21. CB Christion Jones, 9.5
NARCAS ranked Jones as a defensive back coming out of high school, a position he only briefly played at Alabama in a few practices and scrimmages over the years. Jones instead made his impact on the offensive side of the ball, starting as the Tide’s slot receiver and main punt and kick returner from his sophomore season on. Arguably, Jones’ greatest contributions were in relief of an injured Marquis Maze in the 2012 BCS National Championship Game against LSU, and then again against LSU in 2014, with a spectacular catch to extend what would be a game-tying drive and send the game to overtime, where Alabama eventually won it.
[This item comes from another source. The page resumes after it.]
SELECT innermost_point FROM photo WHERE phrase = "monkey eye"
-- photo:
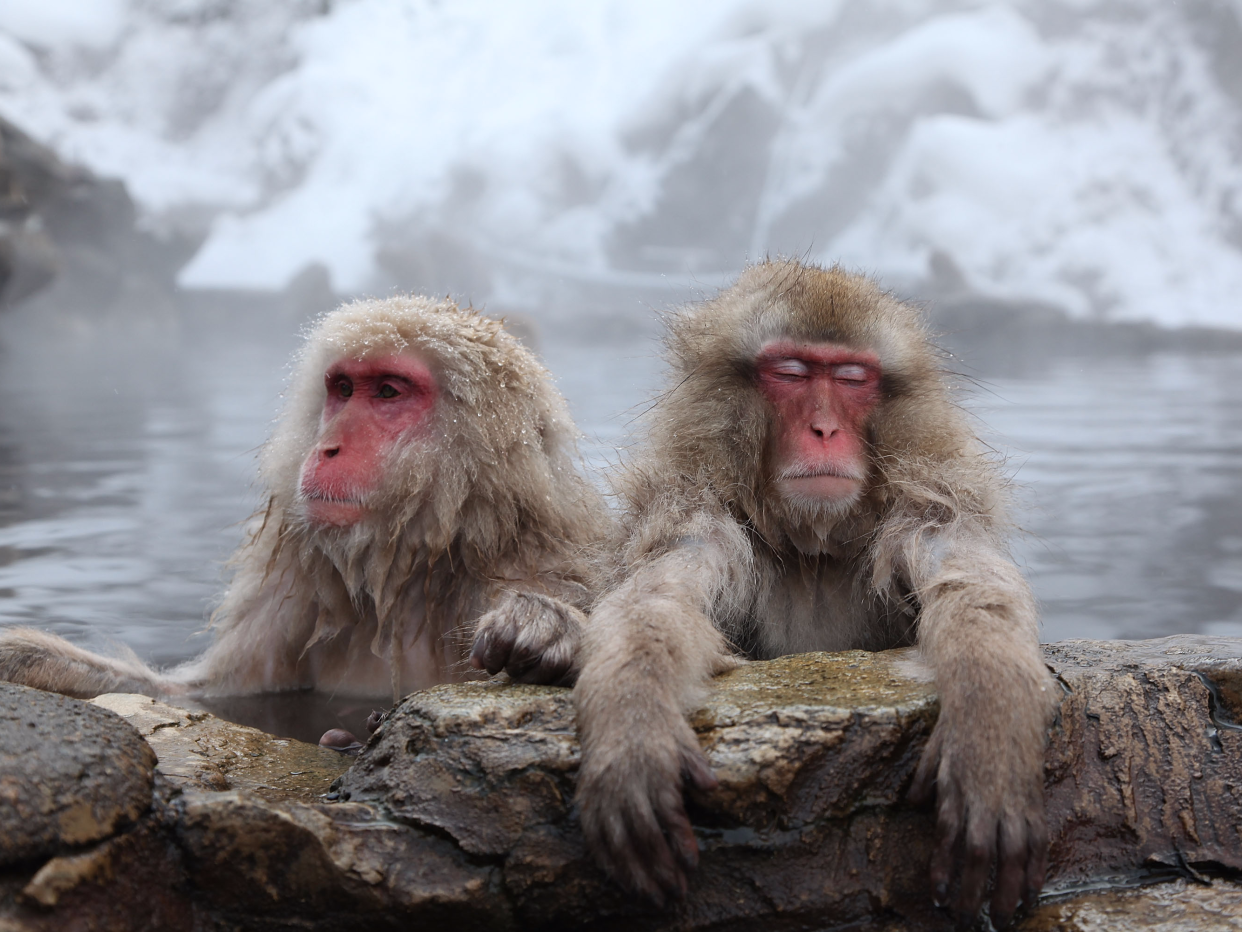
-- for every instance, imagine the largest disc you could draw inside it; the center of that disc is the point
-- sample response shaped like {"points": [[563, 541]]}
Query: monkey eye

Jones’ entire 2014 season was maddeningly erratic, full of dropped balls, muffed kicks and missed opportunities, but the reception at LSU was no doubt a highlight.
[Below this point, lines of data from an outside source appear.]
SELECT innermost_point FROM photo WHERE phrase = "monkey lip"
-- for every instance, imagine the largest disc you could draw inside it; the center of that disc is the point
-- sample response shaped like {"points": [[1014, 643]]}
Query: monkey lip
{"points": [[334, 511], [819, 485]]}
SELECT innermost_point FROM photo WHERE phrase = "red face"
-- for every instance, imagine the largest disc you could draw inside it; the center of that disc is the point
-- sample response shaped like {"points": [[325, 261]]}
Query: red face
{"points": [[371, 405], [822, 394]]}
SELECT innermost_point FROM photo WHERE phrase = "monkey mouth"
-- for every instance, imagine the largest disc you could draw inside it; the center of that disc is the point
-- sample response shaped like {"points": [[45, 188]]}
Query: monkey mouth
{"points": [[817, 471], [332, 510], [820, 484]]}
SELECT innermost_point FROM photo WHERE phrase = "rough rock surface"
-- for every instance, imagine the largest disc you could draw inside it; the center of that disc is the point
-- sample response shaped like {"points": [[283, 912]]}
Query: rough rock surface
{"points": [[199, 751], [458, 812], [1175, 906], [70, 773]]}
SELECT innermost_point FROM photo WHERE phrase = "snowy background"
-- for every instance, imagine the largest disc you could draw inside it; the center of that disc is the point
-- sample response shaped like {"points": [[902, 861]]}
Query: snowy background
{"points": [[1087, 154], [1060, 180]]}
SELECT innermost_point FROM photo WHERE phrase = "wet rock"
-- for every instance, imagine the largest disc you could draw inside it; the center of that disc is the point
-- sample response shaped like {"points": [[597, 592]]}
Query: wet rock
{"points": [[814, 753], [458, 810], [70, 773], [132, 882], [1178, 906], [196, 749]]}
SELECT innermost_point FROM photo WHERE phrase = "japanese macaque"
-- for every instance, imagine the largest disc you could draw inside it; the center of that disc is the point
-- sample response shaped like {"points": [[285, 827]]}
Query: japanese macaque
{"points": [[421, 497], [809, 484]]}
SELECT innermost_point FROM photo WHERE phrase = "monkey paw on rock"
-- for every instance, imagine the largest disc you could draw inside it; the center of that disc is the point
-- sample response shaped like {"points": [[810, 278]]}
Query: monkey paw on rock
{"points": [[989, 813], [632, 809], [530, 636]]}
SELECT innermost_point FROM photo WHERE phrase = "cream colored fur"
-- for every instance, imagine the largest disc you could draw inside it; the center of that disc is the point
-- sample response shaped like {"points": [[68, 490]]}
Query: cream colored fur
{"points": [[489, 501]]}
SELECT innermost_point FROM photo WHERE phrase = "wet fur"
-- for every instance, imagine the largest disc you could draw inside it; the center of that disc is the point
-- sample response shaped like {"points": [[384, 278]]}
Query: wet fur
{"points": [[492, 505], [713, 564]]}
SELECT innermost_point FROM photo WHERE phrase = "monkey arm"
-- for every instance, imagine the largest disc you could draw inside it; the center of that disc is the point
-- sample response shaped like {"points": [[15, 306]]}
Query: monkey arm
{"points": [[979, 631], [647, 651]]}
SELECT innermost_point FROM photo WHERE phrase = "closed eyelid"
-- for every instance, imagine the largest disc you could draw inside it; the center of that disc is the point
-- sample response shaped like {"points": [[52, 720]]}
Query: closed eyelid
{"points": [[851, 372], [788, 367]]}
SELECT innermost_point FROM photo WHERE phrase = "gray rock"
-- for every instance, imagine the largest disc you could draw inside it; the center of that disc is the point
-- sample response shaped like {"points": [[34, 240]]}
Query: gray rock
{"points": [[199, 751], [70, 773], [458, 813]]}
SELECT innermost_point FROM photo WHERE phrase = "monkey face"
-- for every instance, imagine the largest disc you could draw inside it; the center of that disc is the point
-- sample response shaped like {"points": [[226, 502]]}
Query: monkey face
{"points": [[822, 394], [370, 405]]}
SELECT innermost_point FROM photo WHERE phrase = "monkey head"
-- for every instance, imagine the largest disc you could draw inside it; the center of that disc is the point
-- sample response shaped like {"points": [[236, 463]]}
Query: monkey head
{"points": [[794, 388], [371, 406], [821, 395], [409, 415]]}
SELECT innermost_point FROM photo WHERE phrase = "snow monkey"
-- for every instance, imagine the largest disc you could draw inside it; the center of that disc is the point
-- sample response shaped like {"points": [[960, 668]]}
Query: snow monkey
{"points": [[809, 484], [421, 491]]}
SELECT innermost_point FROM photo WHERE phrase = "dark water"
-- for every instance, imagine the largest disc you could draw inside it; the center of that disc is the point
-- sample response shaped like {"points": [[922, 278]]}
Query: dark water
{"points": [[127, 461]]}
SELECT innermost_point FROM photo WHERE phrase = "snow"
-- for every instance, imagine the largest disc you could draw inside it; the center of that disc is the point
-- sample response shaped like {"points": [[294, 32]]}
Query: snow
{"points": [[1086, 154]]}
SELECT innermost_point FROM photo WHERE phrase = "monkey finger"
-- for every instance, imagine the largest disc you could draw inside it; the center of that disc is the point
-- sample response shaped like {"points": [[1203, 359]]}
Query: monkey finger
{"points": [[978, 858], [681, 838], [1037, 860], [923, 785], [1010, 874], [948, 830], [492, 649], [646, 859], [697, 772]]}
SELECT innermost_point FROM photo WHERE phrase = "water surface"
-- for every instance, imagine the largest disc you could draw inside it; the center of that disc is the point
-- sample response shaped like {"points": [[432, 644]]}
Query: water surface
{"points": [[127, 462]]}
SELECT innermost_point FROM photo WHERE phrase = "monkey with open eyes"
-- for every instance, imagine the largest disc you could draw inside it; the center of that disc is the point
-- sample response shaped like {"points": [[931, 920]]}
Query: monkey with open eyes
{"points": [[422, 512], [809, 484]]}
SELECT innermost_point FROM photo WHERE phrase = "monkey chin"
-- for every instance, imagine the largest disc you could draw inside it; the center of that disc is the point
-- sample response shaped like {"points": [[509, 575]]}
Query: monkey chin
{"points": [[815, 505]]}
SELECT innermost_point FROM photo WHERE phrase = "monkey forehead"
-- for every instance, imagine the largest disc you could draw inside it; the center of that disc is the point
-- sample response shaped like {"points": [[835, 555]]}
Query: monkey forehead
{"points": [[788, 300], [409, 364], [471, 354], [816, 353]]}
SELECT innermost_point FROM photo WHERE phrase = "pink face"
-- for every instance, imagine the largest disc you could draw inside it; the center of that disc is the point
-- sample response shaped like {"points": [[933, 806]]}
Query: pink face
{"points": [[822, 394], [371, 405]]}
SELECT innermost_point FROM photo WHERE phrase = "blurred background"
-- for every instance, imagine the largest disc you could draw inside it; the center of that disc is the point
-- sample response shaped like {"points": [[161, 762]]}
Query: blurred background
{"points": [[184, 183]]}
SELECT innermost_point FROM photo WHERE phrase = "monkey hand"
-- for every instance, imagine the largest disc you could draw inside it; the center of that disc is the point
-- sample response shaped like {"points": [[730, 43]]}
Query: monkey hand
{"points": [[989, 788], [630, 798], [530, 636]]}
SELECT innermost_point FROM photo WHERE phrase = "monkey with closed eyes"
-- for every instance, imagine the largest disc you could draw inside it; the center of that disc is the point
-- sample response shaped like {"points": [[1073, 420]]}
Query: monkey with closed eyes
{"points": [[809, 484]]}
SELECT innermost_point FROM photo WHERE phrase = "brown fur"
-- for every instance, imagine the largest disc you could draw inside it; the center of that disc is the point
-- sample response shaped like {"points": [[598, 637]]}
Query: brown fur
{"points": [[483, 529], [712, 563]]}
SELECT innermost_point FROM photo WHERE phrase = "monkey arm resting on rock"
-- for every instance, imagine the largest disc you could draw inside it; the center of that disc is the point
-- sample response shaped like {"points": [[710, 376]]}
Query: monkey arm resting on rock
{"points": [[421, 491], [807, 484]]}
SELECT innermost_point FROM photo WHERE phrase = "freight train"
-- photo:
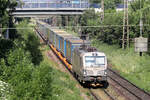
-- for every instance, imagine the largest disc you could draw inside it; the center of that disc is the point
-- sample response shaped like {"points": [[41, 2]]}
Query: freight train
{"points": [[88, 65]]}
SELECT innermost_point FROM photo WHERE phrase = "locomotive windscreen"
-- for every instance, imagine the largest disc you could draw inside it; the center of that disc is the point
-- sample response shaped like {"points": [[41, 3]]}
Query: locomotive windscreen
{"points": [[94, 61]]}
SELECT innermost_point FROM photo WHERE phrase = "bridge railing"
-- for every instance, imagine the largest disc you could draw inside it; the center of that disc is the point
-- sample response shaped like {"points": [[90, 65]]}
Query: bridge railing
{"points": [[52, 5]]}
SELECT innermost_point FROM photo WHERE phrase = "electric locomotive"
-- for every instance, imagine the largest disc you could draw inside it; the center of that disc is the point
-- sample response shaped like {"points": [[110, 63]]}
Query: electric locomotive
{"points": [[86, 62]]}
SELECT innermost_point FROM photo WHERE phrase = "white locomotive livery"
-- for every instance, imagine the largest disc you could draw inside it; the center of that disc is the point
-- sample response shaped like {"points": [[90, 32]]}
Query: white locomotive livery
{"points": [[88, 65]]}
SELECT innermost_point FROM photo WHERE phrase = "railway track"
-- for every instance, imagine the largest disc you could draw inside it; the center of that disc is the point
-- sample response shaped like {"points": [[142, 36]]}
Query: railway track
{"points": [[127, 88]]}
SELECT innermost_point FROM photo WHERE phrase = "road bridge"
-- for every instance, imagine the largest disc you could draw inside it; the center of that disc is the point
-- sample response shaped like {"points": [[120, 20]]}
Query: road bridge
{"points": [[30, 8]]}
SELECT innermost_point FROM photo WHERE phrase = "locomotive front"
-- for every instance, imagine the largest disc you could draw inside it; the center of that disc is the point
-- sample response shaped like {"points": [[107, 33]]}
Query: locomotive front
{"points": [[95, 68]]}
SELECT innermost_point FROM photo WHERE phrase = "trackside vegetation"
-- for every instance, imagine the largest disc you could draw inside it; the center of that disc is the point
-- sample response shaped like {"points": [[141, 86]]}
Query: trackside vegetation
{"points": [[106, 35], [26, 74]]}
22. LB Vinnie Sunseri, 9.5
Most everyone expected Sunseri to eventually bulk up and move to linebacker. Not only did he never do that, he eventually became the best rover safety in the SEC and played multiple years with the New Orleans Saints. Sunseri’s performance in 2013 against Texas A&M, which included an interception and subsequent touchdown return against Johnny Manziel, put him on the national map, but Alabama fans were aware of his importance well before that. Unfortunately for Sunseri, a knee injury sustained on special teams ended his Alabama career prematurely and may have cost Alabama a national title shot as a result.
23. QB Phillip Ely, 9.4
Judging whether Ely could be called a difference-maker for Alabama is a tough call. He was the co-No. 2 quarterback in 2012 along with Blake Sims, throwing a touchdown pass in the Mississippi State game in relief of a briefly-injured A.J. McCarron. But Ely fled Tuscaloosa after two years for the University of Toledo, where he became a solid starter for the Rockets, solid enough to get a camp invitation from the Tampa Bay Buccaneers this spring. His Toledo career has set up some interesting bar-room conversations – had he stayed in Tuscaloosa, who would have started for Alabama in 2015, Ely or Jake Coker? – and one college scout told NARCAS during Ely’s senior season in high school that he had some Drew Brees characteristics about his game. In the end, though, Ely had to leave Alabama to make an impact.
24. WR Duron Carter, 9.9
As Duron Carter did not actually sign on Signing Day with Alabama, he was not part of the original class wrap-up in February. Had he been, Carter would have been slotted as the 10th-best prospect in this class, just behind DE Jeoffrey Pagan. He came to Alabama from Coffeyville Community College, where he’d spent one year after playing his freshman year at Ohio State. But Carter could never get going at Alabama. Academic questions haunted him from the outset, and then there were other off-field issues that resulted in a suspension. Carter left Alabama after one year and transferred to Florida Atlantic, but the NCAA declined his petition to play immediately. Carter left FAU and went to the Montreal Alouettes of the CFL, where he spent two years before trying to latch on with the Indianapolis Colts. The Colts cut him from the active team, then signed (and later cut) him from the practice squad. He’s back in Montreal, awaiting his next move.